In other words, America, keep doing what you are doing.

As always, I encourage vigilance among our Citizens.


----------



## coinguy (Oct 13, 2008)

kc5fm said:


> Given that AQ did an event in Spain during the election process, this is expected.
> 
> In other words, America, keep doing what you are doing.
> 
> As always, I encourage vigilance among our Citizens.


Agreed. I plan nothing different other than maybe a bit more in carry supplies. I only posted it because of the exact message I got, who I got it from and the quality of the info I get from him.

But I also got word today that our local PD is pulling undercover cops from normal duty, putting them in uniform and stationing them around elementary schools. And this is something they haven't done before.

G


----------



## solaceofwinter (Oct 29, 2008)

are they expecting possible terrorist like attacks or rioting issues?


----------



## coinguy (Oct 13, 2008)

Rioting and/or celebration that could develop into rioting depending on if their candidate wins or looses. For our local PD, just to maintain a presence in case of any confrontations between both sides. There already have been a number of cases of tires being slashed in the parking lot of one large rally held here.

G


----------



## JeepHammer (Oct 10, 2008)

I disagree, and I'm not going to change my usual patterns one little bit.

Idiots are idiots and look for any reason to do something stupid and anti-social.
Rioting over some guys that throw a ball around (baseball, football, basketball, ect.) winning a game for instance...

If Al Qaeda wants to set up attacks, that's nothing I can control, and *I just flat REFUSE* to hide under a bed because some extremest, home grown crazies or otherwise, decide they want to make trouble...

I'm a full grown (some say 'Over Grown'!  ) man and I'm not about to let transient band of nut-jobs detour me from my RIGHT to go about my normal daily routines!

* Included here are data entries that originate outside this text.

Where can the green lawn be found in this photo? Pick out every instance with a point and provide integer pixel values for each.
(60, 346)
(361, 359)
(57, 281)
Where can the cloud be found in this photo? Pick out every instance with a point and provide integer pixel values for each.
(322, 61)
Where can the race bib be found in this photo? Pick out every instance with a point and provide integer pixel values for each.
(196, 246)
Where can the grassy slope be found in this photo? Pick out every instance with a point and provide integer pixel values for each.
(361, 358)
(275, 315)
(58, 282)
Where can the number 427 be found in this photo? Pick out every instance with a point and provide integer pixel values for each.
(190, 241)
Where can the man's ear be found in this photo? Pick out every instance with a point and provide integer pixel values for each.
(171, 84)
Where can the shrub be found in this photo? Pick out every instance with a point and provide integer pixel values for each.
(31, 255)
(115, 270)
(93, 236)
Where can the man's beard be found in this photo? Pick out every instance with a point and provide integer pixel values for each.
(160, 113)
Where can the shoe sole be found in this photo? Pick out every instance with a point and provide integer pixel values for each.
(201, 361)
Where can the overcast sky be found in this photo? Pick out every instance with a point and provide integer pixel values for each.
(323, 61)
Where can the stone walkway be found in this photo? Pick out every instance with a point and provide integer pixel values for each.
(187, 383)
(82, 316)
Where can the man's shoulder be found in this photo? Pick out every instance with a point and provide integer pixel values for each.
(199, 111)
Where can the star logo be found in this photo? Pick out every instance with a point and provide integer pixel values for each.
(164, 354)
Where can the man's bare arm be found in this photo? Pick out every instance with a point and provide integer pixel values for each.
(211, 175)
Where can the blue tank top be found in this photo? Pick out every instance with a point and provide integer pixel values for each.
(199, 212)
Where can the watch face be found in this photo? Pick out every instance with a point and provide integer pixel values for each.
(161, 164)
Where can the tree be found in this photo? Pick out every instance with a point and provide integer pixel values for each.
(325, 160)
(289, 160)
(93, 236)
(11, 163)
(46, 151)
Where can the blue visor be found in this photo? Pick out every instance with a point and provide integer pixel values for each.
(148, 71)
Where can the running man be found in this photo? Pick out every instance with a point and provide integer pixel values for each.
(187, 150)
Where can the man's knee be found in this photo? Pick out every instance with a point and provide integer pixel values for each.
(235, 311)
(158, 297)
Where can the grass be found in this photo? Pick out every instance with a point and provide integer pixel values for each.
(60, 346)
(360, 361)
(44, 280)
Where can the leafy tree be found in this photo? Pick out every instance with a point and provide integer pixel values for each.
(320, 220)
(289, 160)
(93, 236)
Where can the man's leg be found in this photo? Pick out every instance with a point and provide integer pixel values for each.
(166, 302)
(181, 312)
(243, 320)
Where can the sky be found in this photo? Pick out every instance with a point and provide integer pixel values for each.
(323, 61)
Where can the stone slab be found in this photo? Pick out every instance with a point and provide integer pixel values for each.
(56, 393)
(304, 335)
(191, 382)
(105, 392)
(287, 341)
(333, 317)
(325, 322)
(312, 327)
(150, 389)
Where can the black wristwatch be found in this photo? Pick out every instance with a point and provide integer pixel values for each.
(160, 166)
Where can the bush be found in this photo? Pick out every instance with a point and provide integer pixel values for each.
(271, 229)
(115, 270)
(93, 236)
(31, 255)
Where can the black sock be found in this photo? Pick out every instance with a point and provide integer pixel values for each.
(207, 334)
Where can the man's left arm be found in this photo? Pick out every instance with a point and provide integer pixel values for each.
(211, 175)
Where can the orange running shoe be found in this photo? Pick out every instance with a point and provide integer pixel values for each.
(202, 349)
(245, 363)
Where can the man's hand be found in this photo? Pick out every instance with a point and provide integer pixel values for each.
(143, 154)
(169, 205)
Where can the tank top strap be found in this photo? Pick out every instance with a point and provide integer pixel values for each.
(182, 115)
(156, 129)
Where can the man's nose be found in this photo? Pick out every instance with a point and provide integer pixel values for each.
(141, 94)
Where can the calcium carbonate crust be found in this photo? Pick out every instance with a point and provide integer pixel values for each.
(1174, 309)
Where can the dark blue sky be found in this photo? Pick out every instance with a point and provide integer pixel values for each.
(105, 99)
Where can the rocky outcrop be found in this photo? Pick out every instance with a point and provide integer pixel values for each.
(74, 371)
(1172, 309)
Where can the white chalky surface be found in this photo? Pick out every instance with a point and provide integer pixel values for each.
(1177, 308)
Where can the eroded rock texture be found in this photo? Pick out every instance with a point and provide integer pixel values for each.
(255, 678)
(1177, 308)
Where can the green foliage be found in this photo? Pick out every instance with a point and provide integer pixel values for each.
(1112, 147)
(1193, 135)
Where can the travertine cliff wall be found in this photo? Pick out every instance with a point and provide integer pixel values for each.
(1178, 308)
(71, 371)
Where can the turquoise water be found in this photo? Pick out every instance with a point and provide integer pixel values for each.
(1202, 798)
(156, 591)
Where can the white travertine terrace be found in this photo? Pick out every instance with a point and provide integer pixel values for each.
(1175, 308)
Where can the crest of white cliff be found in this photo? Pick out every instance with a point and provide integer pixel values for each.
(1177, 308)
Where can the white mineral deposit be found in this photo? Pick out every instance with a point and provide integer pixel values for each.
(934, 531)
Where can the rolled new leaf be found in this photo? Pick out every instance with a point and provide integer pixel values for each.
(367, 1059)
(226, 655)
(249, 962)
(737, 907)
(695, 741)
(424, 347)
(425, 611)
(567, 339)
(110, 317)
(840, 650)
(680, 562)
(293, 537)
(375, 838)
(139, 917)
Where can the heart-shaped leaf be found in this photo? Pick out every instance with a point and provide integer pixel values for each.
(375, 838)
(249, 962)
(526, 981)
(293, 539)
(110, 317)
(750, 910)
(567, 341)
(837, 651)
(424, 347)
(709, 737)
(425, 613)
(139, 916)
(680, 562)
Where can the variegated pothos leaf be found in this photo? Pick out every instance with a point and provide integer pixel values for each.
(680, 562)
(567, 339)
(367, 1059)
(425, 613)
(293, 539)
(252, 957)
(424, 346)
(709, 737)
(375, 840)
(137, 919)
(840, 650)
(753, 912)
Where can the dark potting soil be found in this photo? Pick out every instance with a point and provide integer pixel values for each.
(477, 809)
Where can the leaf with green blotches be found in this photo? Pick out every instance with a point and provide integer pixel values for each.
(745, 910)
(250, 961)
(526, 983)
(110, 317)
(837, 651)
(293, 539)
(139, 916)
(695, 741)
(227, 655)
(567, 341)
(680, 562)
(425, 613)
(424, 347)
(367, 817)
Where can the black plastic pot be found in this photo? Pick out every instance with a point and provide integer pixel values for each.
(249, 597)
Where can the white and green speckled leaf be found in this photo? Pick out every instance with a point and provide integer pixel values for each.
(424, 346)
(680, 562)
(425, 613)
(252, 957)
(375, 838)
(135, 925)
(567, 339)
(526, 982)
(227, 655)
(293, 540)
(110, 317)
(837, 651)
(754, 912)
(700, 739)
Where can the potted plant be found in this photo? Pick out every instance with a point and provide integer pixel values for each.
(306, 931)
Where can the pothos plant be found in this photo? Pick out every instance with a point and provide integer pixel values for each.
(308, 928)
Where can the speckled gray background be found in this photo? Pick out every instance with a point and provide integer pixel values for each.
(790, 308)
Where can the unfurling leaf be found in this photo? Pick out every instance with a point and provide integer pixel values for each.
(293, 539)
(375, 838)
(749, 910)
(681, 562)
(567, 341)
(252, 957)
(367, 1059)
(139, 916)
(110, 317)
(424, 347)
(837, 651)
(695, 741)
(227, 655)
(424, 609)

Will I stick my 1911 in my belt and drop a shirt or jacket over it?
I might, but probably not! That would be giving into the general Fear tactics and Mass Hysteria that is already rampant in this country!

See you all at the Polls!
Then I'm going to the local diner to have a greasy plate lunch, then I'm going to the farm supply store to look for PVC tubing for my new little Hydroponics bench!

If we all keep up growing most of our own food,
Making our homes & vehicles more energy efficient,
And stop buying imports,* we get healthier and THEY RUN OUT OF MONEY!*


----------



## solaceofwinter (Oct 29, 2008)

Jeep i can respect your thinking, im not going to change my way of life either, and i definitely don't hide under the bed.
buuuutttt.... if I KNOW there is a likely hood of a dangerous situation, riot, explosion etc. ill just keep me and my family away from that zone just in case.
I think that is all that coinguy was saying.


----------



## Tex (Oct 31, 2008)

I don't plan on doing anything out of the ordinary, but I don't plan on taking my family to downtown Dallas on those days.


----------



## rico567 (Nov 2, 2008)

I agree in almost every detail with "JeepHammer." When and where will trouble come from? There is a not-so-fine-line between situational awareness and incipient paranoia, and I'm not going to live long enough to spend my days in the latter frame of mind. Stay alert, keep your wits about you and be prepared.....every day, and wherever you are.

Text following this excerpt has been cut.